Wednesday, April 30, 2008

The Frictionless Architecture (and other lessons from the punchcard era)

Tom Evans gave an inspired talk at OTUG last week with the (possibly) uninspiring name of Business Agility Principles and Architecture: Lessons from the Punch Card Era. I'm gun-shy about attending things with agile in the title, but this turned out to be a very practical session for software developers. The two points I took away from it were around his musings on designing a frictionless architecture and designing the failure path first.

The frictionless architecture idea came from his days in the telecom industry, in which punch cards were used to transport customer data. Requesting a new line to your office? It gets encoded on a human-readable punchcard and sent via inter-office mail to the correct department. Requesting residential service? This punchcard is delivered the same way and goes to a different department. The point is that the transport layer doesn't care at all about what is being transferred. Inter-office mail will deliver anything as long as it is in a brown envelope. Did you forget to fill out your billing address? Well, the punchcard is still delivered. Did you fill out the request in Kanji? Inter-office mail doesn't care. It will wind up in someone's inbox, ready to be processed. Compare this with my current b2b web services project. When a customer sends me a request and has forgotten to include required fields (the address perhaps), then that request errors out on dtd validation and hopefully the information is written to a log file by my web server. If you send a request in a multi-byte language like Kanji, and accidentally screw up the encodings, my web service is probably going to puke too. Hey, it's your fault for sending me "garbage" data, right? The point is that a customer is trying to contact me, and I'm just falling over and not fulfilling the request simply because they didn't know enough to fill out the form correctly. In the punchcard era, that request gets delivered properly. As long as the punchcard machines get oiled (the frictionless part), then every single transaction will be delivered. And that request is human readable, which leads to the next point: designing the failure path first.

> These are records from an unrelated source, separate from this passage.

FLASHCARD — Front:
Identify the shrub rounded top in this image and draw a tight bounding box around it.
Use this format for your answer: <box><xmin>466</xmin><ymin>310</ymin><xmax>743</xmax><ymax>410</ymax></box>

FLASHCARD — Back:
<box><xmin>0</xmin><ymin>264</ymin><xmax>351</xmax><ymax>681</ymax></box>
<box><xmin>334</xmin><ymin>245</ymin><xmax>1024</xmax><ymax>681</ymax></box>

The failure path for the punchcards was built into the system. A human received the punchcard. If that request was missing the address, then the telecom employee could just look at your telephone number on the request and call you to get the missing information. If the request was written in Kanji, then they can go find an interpretor to create the translated version. I have an apostrophe in my name (D'Arcy), and I can't tell you how many times websites and web services simply don't work because of that. I don't get a callback, or a human trying to fix it; I get an error message if I'm lucky. Punchcards had a great failure path. The business could almost always fulfill a request even if their customer totally screwed things up. So what's this about the failure path first stuff? Well, by default the business was able to fulfill automated transactions that failed. If they rolled out an entirely new service that was not supported by IT, they could still have humans fulfill all of those orders by hand. Supporting a new service by default required hiring temp workers to type in orders by hand. If my business wants to roll out a new service, there is no way for me to harness manual labor at all. Unless there is a new service and a dtd/schema (and maybe a wsdl, and and endpoint, etc. etc) I won't be able to handle any new services! On one of Tom's projects, his company actually rolled out new services, and those orders arrived on punch cards or faxes, and IT finally caught up with an automated SmallTalk system later when the daily order volume started exceeding 100 orders a day. It would be a huge value if, by default, all unrecognized incoming transactions were put into a queue in their entirety, where a fleet of temp workers could slowly process them by hand.

And business agility? The telecom could roll out new services without any IT support. Not even an iteration 1 to get the skeleton together. Talk about delivering value early; the architecture could deliver the value even before the first sprint started. Brilliant.

This slides aren't posted yet (c'mon Tom, email them over), but Tom did say he was preparing a longer published work later this year. Definitely looking forward to that. Lastly, if you're in the Twin Cities please come out to the May meeting to hear Ted Neward speak about Scala. Attendance and the speakers have been good this year... come join the party.

1 comment:

Peter Pascale said...

I wasn't sure about this concept from a technical/analysis approach, because it's building the exception cases first. "How can that add the appropriate business value?" And yet - that's the point - when the business value is immediate responsiveness. The concern in these cases is not how to handle massive load - its how to respond today.

This has a nice side effect - so often in software we don't provide the appropriate level of tooling for the exception cases, and operational support folks can be hamstrung. In the Frictionless Architecture - that is built up front.

I'm not sure I think of it as architecture though - perhaps its 'Frictionless Operations' or Frictionless Business? I think we can do our business counterparts a service and raise concepts like this - but these are business-driven service approach concepts.